Se ha identificado que la contracción del empleo no ha sido uniforme entre diversas actividades económicas. Las áreas de Industria y Comercio han concentrado gran parte de estas pérdidas. En mayo, la industria perdió aproximadamente 3.200 empleos, mientras que el comercio afectó a 4.200 trabajadores. Por otro lado, el sector de la construcción también ha mostrado un deterioro notable, con una caída del 0,5%, la disminución mensual más significativa desde marzo de 2025.
Recuperación en el sector minero
A diferencia de otros sectores, la minería ha mostrado señales de recuperación. En mayo, el sector experimentó un incremento del 0,3%, aunque este crecimiento no fue suficiente para compensar la baja interanual, que se sitúa en un deterioro del 3,9% en el empleo.
Las empresas de distintos tamaños también han enfrentado variaciones en sus plantillas. Según el informe, las pequeñas empresas vieron una reducción del 0,4% en sus plantillas, mientras que las grandes empresas sufrieron una baja más moderada del 0,1%. En contraste, las empresas medianas fueron la excepción positiva, con un incremento del 0,1% en su dotación de personal.
Diferencias regionales en el empleo
El impacto del descenso en el empleo formal también ha tenido variaciones regionales. Se han registrado caídas en 11 provincias, destacándose los mayores descensos en Tierra del Fuego, Santa Cruz y Chaco. En contraste, San Juan, Catamarca y Neuquén son provincias que reportaron aumentos en el empleo.
El como resultado de estas dinámicas, el sector privado formal ha acumulado hasta ahora 241.000 empleos menos en comparación con noviembre de 2023, lo que resalta la gravedad de la situación laboral actual en el país.
El poder adquisitivo en declive
El deterioro en el empleo ha ido acompañado de una notable reducción en los ingresos de los trabajadores. El estudio del IIEP revela que el salario mínimo ha perdido un 40,5% de su poder adquisitivo desde el mismo periodo mencionado anteriormente, lo que implica que los trabajadores pueden adquirir significativamente menos bienes y servicios que al principio del periodo de análisis.
La evolución de los salarios dentro del sector privado también refleja esta tendencia negativa. Por ejemplo, el salario promedio de los trabajadores asalariados registrados experimentó un descenso del 2,9% real en marzo, seguido de un leve incremento del 0,2% en abril, pero retrocedió nuevamente un 1,6% en mayo. Se estima que la tendencia a la baja continuará, con una expectativa de disminución real del 0,9% en junio.

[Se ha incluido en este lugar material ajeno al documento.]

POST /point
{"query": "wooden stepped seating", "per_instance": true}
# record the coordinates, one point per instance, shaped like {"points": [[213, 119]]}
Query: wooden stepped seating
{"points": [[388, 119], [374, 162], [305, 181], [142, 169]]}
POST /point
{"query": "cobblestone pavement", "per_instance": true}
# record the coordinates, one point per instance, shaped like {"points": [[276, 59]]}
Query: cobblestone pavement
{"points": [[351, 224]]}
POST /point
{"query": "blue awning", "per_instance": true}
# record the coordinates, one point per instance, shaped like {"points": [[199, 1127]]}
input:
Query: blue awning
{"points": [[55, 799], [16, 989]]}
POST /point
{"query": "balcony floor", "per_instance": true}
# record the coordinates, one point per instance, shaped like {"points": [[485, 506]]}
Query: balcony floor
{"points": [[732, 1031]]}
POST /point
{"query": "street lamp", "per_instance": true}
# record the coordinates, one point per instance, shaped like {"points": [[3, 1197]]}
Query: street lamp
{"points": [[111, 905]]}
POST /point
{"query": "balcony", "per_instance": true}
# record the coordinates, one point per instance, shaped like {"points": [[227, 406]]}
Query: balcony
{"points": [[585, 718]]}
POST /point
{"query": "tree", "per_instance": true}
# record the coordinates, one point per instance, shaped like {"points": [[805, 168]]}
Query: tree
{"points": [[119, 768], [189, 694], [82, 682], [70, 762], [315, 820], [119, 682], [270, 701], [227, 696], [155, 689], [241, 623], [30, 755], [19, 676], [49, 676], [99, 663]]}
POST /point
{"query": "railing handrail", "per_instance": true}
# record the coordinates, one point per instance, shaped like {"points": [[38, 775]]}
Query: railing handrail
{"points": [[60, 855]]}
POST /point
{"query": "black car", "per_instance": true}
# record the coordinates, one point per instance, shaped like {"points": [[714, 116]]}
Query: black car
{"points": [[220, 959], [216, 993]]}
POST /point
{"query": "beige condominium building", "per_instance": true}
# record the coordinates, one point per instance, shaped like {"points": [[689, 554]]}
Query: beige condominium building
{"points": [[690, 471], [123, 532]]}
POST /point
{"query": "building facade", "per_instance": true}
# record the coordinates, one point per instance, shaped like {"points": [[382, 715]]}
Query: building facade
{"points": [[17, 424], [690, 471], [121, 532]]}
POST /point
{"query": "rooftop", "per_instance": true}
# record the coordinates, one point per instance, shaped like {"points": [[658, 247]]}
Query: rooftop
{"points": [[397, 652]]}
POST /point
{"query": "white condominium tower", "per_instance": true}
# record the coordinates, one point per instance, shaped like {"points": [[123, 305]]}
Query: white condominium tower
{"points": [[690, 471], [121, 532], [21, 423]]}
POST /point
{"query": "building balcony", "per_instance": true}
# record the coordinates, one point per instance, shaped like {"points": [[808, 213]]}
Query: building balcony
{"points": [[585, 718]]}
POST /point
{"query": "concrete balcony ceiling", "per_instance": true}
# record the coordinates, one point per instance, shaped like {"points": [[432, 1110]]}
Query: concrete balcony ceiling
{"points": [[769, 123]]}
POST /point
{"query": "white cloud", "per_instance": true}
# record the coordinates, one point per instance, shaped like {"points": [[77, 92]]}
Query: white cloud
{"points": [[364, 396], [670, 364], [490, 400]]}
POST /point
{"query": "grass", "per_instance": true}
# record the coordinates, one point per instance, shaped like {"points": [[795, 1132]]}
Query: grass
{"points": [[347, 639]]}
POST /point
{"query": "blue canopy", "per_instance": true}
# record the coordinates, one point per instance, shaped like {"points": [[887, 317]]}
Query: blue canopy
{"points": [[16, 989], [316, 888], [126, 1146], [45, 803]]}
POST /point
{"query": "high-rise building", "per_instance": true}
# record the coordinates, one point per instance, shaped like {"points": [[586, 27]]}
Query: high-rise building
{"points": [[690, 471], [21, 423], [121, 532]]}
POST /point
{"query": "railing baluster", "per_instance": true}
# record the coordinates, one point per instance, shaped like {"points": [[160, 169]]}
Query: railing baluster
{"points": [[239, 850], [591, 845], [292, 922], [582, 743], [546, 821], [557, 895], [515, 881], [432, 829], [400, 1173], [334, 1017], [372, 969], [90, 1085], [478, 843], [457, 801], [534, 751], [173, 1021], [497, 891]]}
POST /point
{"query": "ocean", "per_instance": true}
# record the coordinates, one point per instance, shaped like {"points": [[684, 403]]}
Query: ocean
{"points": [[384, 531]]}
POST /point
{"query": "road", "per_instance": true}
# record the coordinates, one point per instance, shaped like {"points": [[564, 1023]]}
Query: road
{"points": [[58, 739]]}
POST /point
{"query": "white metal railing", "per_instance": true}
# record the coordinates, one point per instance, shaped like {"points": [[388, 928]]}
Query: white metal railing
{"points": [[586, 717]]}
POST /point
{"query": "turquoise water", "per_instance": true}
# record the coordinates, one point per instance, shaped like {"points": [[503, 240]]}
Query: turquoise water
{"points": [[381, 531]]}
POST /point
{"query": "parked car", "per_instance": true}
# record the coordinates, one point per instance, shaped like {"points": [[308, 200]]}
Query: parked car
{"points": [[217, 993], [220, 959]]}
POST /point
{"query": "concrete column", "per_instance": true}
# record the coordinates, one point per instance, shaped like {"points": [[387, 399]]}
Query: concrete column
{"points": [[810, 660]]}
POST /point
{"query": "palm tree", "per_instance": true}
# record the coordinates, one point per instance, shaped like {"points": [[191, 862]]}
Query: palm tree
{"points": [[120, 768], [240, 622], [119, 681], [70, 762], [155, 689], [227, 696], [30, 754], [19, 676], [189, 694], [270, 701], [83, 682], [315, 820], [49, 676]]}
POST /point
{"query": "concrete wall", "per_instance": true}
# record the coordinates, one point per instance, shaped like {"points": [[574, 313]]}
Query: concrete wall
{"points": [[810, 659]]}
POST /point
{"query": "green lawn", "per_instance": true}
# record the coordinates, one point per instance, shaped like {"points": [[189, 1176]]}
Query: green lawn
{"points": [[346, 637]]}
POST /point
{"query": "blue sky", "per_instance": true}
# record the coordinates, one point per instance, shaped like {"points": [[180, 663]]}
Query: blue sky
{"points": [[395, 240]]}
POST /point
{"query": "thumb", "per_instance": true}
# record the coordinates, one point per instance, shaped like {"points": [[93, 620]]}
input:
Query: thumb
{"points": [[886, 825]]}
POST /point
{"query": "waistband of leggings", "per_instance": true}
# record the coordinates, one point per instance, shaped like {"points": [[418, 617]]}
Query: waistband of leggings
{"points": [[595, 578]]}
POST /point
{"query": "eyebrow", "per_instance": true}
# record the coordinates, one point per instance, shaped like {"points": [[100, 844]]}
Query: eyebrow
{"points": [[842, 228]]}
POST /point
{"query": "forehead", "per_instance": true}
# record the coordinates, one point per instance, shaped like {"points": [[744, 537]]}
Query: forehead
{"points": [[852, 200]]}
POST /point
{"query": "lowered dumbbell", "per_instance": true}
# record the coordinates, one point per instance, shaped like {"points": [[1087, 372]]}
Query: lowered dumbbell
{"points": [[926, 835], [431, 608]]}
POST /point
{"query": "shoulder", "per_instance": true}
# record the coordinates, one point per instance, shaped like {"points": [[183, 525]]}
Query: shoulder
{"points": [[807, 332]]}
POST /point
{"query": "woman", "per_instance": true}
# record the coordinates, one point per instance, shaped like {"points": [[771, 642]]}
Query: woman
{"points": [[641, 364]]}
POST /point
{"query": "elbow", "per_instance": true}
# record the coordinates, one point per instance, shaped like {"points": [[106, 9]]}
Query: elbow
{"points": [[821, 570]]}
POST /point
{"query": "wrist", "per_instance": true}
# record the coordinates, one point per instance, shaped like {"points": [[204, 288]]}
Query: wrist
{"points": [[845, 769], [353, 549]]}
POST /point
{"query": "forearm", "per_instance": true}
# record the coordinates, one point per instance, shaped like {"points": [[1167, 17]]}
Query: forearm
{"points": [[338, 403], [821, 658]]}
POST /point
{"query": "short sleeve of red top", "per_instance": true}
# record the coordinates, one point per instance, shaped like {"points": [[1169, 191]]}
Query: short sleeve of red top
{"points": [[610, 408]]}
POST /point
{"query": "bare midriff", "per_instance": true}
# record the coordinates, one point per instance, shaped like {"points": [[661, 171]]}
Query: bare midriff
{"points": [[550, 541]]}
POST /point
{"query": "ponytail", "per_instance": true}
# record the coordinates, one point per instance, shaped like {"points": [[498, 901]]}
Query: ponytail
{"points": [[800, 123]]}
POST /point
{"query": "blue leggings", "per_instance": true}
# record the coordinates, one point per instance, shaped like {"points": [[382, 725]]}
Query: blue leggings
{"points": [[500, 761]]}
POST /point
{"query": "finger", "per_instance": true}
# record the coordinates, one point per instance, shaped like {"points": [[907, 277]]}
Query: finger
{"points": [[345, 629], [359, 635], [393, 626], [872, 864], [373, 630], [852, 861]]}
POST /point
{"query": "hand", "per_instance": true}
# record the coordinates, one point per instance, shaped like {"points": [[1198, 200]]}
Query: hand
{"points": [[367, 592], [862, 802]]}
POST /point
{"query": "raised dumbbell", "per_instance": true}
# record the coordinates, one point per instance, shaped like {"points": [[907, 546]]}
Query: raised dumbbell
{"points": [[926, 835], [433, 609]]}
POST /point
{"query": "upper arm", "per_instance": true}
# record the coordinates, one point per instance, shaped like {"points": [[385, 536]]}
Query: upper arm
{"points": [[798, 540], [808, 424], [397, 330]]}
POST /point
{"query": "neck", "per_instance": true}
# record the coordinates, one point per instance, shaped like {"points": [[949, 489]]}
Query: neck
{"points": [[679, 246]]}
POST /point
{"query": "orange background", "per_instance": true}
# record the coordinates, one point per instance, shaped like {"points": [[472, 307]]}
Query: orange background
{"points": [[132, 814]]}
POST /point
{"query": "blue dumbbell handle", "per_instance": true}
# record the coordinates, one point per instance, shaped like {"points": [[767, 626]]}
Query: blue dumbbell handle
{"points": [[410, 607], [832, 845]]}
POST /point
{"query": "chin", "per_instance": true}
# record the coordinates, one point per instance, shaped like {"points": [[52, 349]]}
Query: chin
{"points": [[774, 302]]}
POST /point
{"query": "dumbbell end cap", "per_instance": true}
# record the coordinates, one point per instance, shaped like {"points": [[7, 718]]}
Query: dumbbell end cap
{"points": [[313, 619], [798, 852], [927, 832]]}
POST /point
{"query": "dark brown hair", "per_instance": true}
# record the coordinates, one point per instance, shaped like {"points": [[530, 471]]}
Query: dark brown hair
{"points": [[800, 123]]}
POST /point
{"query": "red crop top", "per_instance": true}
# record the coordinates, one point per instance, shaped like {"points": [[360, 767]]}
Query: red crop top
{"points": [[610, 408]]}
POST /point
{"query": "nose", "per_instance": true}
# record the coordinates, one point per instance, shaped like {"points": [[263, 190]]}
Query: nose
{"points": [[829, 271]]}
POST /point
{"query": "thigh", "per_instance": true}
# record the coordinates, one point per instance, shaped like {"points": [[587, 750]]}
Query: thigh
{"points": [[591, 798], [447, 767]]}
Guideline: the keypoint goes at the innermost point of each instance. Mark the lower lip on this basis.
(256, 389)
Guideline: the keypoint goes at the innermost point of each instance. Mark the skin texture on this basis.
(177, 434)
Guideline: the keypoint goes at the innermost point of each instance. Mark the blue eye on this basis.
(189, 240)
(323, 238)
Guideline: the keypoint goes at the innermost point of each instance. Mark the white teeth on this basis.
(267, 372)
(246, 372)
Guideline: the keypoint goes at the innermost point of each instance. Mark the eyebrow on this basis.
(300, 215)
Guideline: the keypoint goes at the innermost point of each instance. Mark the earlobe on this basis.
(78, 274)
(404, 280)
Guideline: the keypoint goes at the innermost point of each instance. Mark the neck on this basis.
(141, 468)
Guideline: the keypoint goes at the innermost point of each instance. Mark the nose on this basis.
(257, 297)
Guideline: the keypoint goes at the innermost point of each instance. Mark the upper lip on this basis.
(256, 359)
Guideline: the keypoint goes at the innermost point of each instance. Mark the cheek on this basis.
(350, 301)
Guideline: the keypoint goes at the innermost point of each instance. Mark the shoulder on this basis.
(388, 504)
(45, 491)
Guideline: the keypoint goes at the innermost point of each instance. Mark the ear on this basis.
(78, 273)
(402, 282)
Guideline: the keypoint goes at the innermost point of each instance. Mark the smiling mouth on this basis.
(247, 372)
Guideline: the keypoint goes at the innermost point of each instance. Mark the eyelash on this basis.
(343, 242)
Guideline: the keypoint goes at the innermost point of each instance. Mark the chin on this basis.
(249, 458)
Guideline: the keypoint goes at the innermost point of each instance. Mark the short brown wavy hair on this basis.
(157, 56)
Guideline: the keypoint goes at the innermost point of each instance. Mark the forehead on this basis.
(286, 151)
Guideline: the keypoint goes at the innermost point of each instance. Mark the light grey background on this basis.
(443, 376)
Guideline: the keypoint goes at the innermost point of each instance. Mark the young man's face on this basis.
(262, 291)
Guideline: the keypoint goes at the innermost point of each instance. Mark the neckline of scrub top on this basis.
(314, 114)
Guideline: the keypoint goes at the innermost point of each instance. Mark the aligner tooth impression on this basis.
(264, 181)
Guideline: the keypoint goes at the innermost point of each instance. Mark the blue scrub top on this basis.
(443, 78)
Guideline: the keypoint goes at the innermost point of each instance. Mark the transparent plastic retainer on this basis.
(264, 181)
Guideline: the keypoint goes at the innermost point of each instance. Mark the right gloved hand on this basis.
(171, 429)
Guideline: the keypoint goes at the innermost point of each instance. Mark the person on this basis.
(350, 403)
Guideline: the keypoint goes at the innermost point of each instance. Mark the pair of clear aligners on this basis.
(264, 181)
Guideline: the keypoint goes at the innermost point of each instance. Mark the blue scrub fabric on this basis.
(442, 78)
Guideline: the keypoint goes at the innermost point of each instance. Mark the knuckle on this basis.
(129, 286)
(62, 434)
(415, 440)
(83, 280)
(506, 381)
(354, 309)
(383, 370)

Comparación histórica del poder adquisitivo
El informe plantea un contexto histórico para entender el impacto de estas caídas. Actualmente, el poder adquisitivo del salario mínimo ha caído a niveles inferiores a los registrados en 2001, antes de la crisis económica que vivió el país. Comparado con el máximo histórico de septiembre de 2011, la pérdida acumulada asciende a un alarmante 67%.
Reflexiones finales
La caída continua del empleo formal y el deterioro del poder adquisitivo indican un panorama complejo para el mercado laboral argentino. A medida que estas tendencias persisten, se vuelve crucial implementar políticas efectivas que aborden la problemática del empleo y el salario en el país. El reto es considerable, pero abordar la crisis laboral y la pérdida de poder adquisitivo es esencial para asegurar que se puedan generar condiciones más favorables para los trabajadores en el futuro. Estas cifras y el contexto que las rodea ponen de relieve la necesidad urgente de medidas que favorezcan la estabilidad y crecimiento en el sector laboral de manera sostenible.